I ‘GIOCHETTI’ DI DI GUGLIELMO E L’AUTENTICITÀ DEL PD

18 Ottobre 2018 0 Di Sandro Feola

Niente giochetti, dice il segretario del PD, Di Guglielmo, ai microfoni di ITV. Ma i giochetti ci saranno. Eccome se ci saranno. Vignola, candidato alla presidenza dell’Amministrazione provinciale, cerca e parla con tutti, è vero. Ma la questione non è personale, è solo politica. E in ogni caso vale anche per il sindaco di Solofra l’antico adagio “gli amici si fanno in tempo di pace”: cercarli in tempo di guerra serve a poco. Anzi, irrita gli interlocutori, che potranno pure accettare il confronto per quella forma di cortesia che si deve a chiunque faccia politica, ma da qui a votarlo e farlo votare ce ne corre.

Gianluca Festa

Difficile immaginare che il nutrito gruppo di amministratori che fa capo a Gianluca Festa possa votare il candidato “di coalizione”, che tradotto dal politichese irpino significa voluto e forse imposto da Ciriaco De Mita. Con la debacle al comune di Avellino, il leader di DavVero ha capito, infatti, che le alchimie di palazzo organizzate a Nusco non pagano da nessun punto di vista, né politico né elettorale. Sa bene che l’elettorato non le comprende, a maggior ragione se a votare sono solo gli amministratori, che di accordi presi a loro insaputa non ne vogliono più sentir parlare.

Rosetta D’Amelio

Difficile immaginare, come ha supposto la Presidente D’Amelio su ‘La Nuova Irpinia’, che quella parte di centrosinistra raccolta intorno a Proposta Civica voti Vignola. Non solo perché uno di questi, l’on. Alaia, ha già detto che sostiene Biancardi, ma perché non avrebbe senso candidarsi altrove per contestare un metodo, per poi votare il candidato presidente scelto con il metodo che si contesta.

Giuseppe Di Guglielmo

Niente giochetti, dice Di Guglielmo. Ma quelli che si vanno prefigurando non sono tali: sono solo le conseguenze di un Pd che continua, nonostante un segretario giovane e di qualità, a vivere in un pantano che è diventato maleodorante anche per quei sindaci, assessori e consiglieri comunali che andranno al voto il 30 ottobre.
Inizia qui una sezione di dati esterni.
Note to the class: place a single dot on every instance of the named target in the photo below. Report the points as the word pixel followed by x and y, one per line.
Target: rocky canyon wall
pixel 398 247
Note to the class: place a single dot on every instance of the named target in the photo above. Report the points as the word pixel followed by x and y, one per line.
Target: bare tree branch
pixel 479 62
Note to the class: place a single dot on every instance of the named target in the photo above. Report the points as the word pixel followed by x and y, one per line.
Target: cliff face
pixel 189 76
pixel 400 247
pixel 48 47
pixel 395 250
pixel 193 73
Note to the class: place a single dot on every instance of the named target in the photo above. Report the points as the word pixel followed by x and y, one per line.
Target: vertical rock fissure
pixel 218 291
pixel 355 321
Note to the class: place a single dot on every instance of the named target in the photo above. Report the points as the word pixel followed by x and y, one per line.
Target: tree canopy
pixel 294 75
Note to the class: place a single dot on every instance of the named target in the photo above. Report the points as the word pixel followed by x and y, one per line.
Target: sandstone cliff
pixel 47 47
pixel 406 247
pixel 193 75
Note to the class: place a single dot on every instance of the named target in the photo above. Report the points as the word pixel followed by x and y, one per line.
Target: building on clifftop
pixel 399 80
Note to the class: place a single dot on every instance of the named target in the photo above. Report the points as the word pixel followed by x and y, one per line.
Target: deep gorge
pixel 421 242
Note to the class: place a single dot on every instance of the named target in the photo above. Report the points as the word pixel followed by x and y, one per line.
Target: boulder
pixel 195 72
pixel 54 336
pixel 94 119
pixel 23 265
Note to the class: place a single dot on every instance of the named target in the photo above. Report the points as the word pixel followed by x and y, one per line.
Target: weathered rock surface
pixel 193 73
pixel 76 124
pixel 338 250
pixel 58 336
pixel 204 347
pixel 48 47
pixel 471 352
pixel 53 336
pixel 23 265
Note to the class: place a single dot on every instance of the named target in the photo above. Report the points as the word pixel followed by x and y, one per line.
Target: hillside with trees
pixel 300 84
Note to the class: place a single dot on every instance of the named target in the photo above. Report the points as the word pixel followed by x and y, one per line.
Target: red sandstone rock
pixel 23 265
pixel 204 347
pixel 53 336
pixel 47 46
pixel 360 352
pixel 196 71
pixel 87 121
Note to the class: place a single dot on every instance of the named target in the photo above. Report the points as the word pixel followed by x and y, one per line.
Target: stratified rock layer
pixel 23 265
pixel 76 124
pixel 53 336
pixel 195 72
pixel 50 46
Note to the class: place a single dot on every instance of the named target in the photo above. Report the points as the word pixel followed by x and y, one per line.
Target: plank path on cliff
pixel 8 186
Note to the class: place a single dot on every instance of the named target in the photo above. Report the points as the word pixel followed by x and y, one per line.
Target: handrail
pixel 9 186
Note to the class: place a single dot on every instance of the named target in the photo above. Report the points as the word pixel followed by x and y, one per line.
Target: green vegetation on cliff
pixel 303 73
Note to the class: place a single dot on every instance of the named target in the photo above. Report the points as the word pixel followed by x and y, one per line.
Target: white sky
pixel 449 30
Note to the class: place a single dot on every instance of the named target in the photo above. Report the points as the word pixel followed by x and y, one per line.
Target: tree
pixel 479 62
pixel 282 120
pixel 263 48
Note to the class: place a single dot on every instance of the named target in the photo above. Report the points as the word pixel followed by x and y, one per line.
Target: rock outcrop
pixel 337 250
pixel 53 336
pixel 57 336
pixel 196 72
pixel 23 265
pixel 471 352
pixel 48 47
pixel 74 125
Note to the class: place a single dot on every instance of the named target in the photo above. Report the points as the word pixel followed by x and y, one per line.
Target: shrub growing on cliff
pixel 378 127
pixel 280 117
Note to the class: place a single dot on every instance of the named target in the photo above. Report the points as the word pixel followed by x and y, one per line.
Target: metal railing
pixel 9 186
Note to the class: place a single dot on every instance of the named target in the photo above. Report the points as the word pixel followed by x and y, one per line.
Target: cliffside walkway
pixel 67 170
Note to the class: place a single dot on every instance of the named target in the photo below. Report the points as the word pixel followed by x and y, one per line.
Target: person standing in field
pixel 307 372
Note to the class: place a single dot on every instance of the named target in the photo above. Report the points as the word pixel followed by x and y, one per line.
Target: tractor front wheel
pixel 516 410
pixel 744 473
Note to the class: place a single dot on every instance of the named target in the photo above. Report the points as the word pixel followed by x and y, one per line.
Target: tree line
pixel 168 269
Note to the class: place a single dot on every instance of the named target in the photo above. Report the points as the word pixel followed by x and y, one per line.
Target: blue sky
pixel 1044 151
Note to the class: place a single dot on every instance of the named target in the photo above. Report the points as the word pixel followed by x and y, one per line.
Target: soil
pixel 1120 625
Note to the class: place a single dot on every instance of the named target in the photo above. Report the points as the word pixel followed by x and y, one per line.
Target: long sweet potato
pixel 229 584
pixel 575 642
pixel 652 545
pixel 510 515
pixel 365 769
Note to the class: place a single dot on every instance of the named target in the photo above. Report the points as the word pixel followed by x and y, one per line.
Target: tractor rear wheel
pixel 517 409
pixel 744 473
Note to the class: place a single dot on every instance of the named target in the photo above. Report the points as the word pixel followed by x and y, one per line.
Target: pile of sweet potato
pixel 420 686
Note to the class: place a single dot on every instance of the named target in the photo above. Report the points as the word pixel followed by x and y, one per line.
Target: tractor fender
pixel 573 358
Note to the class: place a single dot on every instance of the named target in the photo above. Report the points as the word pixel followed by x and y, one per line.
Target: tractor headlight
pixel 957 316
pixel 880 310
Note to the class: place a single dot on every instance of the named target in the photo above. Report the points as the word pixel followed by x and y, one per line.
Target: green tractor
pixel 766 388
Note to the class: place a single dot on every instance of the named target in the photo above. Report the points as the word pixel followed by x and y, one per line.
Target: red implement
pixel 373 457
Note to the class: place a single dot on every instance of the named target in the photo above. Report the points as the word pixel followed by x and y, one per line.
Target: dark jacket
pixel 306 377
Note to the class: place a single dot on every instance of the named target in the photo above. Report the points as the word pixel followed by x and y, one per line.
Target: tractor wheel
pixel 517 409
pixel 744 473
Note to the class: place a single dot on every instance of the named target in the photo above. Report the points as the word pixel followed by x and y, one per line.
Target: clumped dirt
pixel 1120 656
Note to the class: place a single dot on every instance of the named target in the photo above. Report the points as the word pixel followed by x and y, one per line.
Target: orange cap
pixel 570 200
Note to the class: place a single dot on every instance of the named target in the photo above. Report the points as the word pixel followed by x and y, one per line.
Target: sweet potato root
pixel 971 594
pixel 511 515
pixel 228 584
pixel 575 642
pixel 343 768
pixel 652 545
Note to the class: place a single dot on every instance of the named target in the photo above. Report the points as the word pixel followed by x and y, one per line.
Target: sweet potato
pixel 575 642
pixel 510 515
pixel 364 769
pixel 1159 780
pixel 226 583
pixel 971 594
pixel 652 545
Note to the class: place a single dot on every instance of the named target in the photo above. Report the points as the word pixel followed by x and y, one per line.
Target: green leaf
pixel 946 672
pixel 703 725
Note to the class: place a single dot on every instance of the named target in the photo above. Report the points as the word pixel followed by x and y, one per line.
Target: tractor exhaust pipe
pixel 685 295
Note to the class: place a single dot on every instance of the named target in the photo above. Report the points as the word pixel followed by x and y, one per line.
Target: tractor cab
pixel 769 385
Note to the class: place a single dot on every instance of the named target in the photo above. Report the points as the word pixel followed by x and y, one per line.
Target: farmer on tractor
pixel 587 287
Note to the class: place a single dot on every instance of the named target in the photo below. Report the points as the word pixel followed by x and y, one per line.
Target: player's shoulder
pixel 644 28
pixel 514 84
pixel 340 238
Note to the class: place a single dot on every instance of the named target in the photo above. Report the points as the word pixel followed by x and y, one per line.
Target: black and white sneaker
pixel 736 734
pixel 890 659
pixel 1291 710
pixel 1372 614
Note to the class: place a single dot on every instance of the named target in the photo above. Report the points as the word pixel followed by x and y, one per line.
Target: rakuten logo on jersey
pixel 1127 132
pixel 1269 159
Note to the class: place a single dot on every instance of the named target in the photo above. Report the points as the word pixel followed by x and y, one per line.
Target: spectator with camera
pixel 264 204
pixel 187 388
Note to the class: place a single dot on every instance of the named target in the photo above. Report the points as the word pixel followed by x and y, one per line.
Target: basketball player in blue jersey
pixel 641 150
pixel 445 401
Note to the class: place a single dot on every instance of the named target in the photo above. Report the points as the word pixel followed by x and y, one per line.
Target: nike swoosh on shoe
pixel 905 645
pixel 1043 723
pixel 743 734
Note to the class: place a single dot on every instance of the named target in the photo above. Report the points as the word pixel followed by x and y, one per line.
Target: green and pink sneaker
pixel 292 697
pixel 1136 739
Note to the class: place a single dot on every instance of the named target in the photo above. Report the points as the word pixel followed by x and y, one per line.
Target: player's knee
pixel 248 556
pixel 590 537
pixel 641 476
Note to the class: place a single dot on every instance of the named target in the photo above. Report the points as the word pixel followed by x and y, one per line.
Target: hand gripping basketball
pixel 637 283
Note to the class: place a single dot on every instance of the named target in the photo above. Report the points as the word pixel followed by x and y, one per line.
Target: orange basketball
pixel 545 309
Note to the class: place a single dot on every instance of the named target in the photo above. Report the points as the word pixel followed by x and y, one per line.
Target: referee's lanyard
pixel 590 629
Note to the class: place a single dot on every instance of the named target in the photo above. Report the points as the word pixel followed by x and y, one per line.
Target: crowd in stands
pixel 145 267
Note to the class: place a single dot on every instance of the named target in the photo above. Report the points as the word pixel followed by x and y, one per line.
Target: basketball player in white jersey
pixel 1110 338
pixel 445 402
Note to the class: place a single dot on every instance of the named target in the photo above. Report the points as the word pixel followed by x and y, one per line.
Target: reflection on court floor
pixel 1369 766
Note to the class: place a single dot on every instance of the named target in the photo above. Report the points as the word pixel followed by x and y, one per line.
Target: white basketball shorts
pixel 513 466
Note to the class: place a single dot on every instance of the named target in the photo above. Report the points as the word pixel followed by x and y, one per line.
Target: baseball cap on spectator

Vignola potrebbe pure spuntarla per qualche centinaio di voti, ma è evidente che i Dem di ogni ordine e grado devono decidersi a rifondare se stessi. A trovare il coraggio di combattere una battaglia che finalmente sappia di autenticità. Altrimenti i “giochetti” continueranno ad essere sempre gli stessi. E a chi è causa del suo mal – ricorda un altro vecchio adagio – non resterà che piangere se stesso.